3 Pero Jesús ha sido considerado digno de mayor gloria que Moisés, así como el constructor de una casa tiene más honra que la casa misma.
4 Porque toda casa es construida por alguien, pero el que construyó todas las cosas es Dios.
5 Moisés fue fiel como siervo en toda la casa de Dios, para dar testimonio de lo que se diría después.
6 Pero Cristo es fiel como Hijo sobre la casa de Dios.
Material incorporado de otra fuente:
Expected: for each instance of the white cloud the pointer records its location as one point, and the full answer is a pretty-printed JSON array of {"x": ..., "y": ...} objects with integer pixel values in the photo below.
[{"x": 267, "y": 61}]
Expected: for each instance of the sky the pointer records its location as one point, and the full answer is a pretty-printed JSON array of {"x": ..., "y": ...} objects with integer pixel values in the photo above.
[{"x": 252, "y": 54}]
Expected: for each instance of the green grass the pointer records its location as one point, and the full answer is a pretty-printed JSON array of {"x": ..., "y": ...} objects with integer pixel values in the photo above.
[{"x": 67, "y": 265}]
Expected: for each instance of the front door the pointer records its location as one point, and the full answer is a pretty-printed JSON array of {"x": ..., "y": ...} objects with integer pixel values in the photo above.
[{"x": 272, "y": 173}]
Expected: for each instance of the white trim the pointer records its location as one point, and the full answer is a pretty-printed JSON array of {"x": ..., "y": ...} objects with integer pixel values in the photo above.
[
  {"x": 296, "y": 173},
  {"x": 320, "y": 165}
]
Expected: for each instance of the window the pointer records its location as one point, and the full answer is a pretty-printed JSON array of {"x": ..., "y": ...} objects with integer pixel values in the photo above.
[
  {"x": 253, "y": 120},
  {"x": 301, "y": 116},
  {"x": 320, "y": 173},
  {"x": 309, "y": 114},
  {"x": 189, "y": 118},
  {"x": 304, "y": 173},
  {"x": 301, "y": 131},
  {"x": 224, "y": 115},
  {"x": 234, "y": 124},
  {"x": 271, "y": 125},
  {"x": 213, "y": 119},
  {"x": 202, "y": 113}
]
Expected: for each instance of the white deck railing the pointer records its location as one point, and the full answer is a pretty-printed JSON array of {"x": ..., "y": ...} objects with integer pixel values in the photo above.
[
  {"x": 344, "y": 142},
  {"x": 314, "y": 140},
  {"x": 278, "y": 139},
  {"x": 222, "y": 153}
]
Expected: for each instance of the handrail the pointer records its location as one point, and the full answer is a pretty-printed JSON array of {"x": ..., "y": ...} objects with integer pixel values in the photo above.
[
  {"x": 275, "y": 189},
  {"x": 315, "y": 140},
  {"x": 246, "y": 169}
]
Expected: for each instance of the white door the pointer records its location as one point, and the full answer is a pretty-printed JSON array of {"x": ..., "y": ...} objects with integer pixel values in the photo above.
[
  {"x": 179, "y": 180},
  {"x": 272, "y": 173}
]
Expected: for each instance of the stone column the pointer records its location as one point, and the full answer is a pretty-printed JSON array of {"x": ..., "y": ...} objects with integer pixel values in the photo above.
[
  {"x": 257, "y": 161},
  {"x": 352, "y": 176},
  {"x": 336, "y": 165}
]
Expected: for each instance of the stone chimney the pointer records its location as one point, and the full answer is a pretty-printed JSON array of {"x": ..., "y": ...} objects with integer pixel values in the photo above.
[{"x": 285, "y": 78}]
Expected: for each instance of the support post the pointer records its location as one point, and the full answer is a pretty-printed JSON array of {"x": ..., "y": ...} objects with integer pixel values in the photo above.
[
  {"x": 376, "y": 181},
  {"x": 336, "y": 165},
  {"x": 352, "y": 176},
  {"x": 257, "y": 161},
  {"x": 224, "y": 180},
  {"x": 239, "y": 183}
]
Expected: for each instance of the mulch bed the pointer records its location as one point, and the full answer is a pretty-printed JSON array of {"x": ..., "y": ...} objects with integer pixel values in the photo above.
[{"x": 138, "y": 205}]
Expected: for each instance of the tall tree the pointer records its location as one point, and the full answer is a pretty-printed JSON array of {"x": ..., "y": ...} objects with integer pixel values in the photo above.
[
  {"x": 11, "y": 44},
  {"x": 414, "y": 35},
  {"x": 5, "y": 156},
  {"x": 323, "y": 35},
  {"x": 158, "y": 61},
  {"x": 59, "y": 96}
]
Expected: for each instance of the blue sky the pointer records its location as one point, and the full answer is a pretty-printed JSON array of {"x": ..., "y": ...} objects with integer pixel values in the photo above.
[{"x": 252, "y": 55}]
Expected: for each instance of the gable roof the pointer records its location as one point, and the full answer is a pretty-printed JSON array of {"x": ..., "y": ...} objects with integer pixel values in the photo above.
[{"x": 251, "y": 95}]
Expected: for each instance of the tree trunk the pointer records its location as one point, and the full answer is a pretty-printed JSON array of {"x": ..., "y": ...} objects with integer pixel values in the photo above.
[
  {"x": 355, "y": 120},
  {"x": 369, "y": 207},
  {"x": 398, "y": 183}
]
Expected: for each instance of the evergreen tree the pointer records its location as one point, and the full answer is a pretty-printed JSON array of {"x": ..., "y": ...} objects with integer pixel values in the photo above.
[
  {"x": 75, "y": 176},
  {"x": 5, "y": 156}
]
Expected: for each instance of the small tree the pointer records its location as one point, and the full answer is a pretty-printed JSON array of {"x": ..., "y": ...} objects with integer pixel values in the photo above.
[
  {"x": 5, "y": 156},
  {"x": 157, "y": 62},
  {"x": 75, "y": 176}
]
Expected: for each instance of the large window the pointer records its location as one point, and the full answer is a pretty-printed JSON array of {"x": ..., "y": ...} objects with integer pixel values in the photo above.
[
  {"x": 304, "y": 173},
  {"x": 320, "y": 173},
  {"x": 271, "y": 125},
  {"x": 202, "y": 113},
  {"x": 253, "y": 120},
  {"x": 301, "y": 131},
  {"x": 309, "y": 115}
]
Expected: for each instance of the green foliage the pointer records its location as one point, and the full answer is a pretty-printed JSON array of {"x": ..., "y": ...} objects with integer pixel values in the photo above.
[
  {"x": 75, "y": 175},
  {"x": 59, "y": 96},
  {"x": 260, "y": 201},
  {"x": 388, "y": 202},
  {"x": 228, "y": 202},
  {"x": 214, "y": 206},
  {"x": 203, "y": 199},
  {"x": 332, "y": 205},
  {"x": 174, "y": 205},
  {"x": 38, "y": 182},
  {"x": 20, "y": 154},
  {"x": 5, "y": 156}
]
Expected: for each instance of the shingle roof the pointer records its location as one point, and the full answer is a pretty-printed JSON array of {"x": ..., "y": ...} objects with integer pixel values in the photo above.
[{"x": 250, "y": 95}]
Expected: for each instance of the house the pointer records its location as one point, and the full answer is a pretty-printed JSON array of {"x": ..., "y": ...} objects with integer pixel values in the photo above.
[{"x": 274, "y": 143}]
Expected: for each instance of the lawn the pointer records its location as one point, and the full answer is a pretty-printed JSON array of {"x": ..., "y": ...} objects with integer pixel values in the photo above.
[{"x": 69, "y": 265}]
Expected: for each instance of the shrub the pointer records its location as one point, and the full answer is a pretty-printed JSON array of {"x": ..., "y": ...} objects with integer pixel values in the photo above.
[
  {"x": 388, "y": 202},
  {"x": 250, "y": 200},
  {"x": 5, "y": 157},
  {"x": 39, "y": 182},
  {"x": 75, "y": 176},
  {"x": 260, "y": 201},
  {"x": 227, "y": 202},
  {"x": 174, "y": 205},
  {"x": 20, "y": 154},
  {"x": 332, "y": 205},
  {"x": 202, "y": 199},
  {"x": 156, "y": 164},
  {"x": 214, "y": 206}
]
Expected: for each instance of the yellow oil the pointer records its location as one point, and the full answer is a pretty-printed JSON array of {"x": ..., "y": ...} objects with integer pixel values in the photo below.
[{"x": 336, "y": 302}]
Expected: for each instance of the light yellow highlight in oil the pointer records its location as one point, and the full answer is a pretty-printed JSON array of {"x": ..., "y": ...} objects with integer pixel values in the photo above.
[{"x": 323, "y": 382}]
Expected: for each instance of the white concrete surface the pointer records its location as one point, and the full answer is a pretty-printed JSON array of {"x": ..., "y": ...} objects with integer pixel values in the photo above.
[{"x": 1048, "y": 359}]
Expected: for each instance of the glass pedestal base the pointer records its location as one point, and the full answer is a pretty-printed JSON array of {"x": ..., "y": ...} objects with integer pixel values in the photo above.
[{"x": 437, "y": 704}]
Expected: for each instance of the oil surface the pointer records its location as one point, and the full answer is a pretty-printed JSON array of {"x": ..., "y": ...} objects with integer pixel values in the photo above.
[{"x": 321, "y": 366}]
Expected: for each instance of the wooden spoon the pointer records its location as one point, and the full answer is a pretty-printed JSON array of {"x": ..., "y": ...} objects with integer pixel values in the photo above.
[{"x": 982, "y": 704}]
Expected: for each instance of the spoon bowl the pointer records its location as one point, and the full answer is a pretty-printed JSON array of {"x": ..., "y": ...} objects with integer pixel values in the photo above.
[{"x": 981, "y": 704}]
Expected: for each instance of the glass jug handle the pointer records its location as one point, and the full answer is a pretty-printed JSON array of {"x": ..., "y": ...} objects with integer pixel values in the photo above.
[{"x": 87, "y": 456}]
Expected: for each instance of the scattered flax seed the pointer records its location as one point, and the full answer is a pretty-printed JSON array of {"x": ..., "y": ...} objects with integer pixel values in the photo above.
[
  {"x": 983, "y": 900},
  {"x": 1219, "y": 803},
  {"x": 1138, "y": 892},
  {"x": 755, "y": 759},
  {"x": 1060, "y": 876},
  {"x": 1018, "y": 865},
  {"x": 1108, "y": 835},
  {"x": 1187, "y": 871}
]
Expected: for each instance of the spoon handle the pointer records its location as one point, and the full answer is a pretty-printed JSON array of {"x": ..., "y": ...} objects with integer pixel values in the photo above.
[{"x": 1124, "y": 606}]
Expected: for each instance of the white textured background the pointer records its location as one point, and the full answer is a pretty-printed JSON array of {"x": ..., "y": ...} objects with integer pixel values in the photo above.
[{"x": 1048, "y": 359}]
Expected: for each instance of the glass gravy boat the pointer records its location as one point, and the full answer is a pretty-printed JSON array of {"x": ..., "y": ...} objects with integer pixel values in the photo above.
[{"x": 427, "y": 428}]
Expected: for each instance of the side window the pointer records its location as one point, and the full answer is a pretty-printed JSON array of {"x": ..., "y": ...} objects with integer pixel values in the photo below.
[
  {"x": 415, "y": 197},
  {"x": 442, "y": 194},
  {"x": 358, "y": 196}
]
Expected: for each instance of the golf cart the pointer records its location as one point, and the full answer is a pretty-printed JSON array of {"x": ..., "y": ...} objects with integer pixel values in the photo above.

Y nosotros somos su casa, si mantenemos firme hasta el fin nuestra confianza y el orgullo de nuestra esperanza.
7 Por eso, como dice el Espíritu Santo: Si hoy oyen su voz,
8 no endurezcan sus corazones como en la rebelión, en el día de la prueba en el desierto,
9 donde sus padres me pusieron a prueba y me tentaron, aunque vieron mis obras durante cuarenta años.
10 Por eso me enojé con aquella generación y dije: Siempre se desvían en su corazón, y no han conocido mis caminos.
11 Así que juré en mi ira: No entrarán en mi reposo.
12 Hermanos, tengan cuidado de que no haya en ninguno de ustedes un corazón malo de incredulidad, que se aparte del Dios viviente.
13 Más bien, anímense unos a otros cada día, mientras se dice: Hoy, para que ninguno de ustedes se endurezca por el engaño del pecado.
14 Porque hemos llegado a ser participantes de Cristo, si mantenemos firme hasta el fin la confianza que tuvimos al principio.
15 Como se dice: Si hoy oyen su voz, no endurezcan sus corazones como en la rebelión.
16 ¿Quiénes fueron los que oyeron y se rebelaron? ¿No fueron todos los que salieron de Egipto guiados por Moisés?
17 ¿Y con quiénes estuvo Dios enojado durante cuarenta años? ¿No fue con los que pecaron, cuyos cuerpos cayeron en el desierto?
18 ¿Y a quiénes juró que no entrarían en su reposo, sino a los que desobedecieron?
19 Así vemos que no pudieron entrar por causa de su incredulidad.